Posted by: groundresonance | Aug 8, 2011 12:45:25 PM | 19
i got to say the hasbara is getting the shit kicked out of it.
but... bewoe the gloatings
Posted by: groundresonance | Aug 8, 2011 12:47:28 PM | 20
there never was an arab spring..it was always a media managed event. The egyotians and tunisians are still agitating or real change...but its never going to come...The country where there was eral change and its been maintained is Libya...the nasser experiment ended with his death,. thus affirming that a change of govt does not mean an improved society.
Posted by: brian | Aug 8, 2011 5:45:31 PM | 22
The "revolution" starts eating its children.
Libyan Rebels Dissolve Cabinet Amid Discord
BENGHAZI, Libya — Rebel leaders dissolved their own cabinet on Monday, in an effort to placate the family of an assassinated rebel military leader and quiet discord in a movement already struggling to remove the country’s leader, Col. Muammar el-Qaddafi, from power.
A rebel spokesman said that the prime minister, Mahmoud Jibril, the only member of the cabinet who kept his job, would have to present a new slate of cabinet members to the rebel legislative body, the Transitional National Council, for approval in the coming days. The cabinet was dissolved, the spokesman said, “for improper administrative procedures” that led to the arrest and subsequent killing of the military leader, Gen. Abdul Fattah Younes, a former top Libyan commander who defected to the rebel side.

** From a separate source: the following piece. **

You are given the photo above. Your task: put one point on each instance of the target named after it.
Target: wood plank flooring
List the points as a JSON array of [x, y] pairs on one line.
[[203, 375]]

The reshuffling also seemed to represent an effort by interest groups within the rebel movement, including homegrown leaders who helped start the uprising, to assert their power by sidelining leaders who had returned from exile and held key posts.
In recent months, Islamists have been suspected in the killings of other former Qaddafi officials. Despite pledges by the rebels to fully investigate, the shootings of at least three former Qaddafi internal security officers several months ago remain unsolved.
Posted by: b | Aug 8, 2011 11:59:34 PM | 23
Iraq haunts plans for post-Gaddafi Libya
WESTERN governments have helped prepare a blueprint for a post-Gaddafi Libya that would retain much of the regime's security infrastructure to avoid an Iraq-style collapse into anarchy.
The 70-page plan, obtained by London's The Times, charts the first months after the fall of the Gaddafi regime. The document was drawn up by the National Transition Council in Benghazi with Western help.
Officials say the blueprint draws on lessons from the disastrous regime change in Iraq in 2003 and the rebel takeover in eastern Libya in March.
The plans are highly reliant on the defection of parts of the Gaddafi security apparatus to the rebels after his overthrow. This is likely to prove not only risky, but controversial, with many rebel fighters determined to sweep away all vestiges of the regime.
The document includes proposals for a 10,000-15,000 strong "Tripoli task force", resourced and supported by the United Arab Emirates, to take over the Libyan capital, secure key sites and arrest high-level Gaddafi supporters.
Sweets and flowers ...
Posted by: b | Aug 9, 2011 2:53:58 AM | 24
Notice how the western govts are not named by the media! An acknowledgement that what they are doing is a criminal act which noone wants to put their name to. This admitting that the TNC is its itself not legitimate!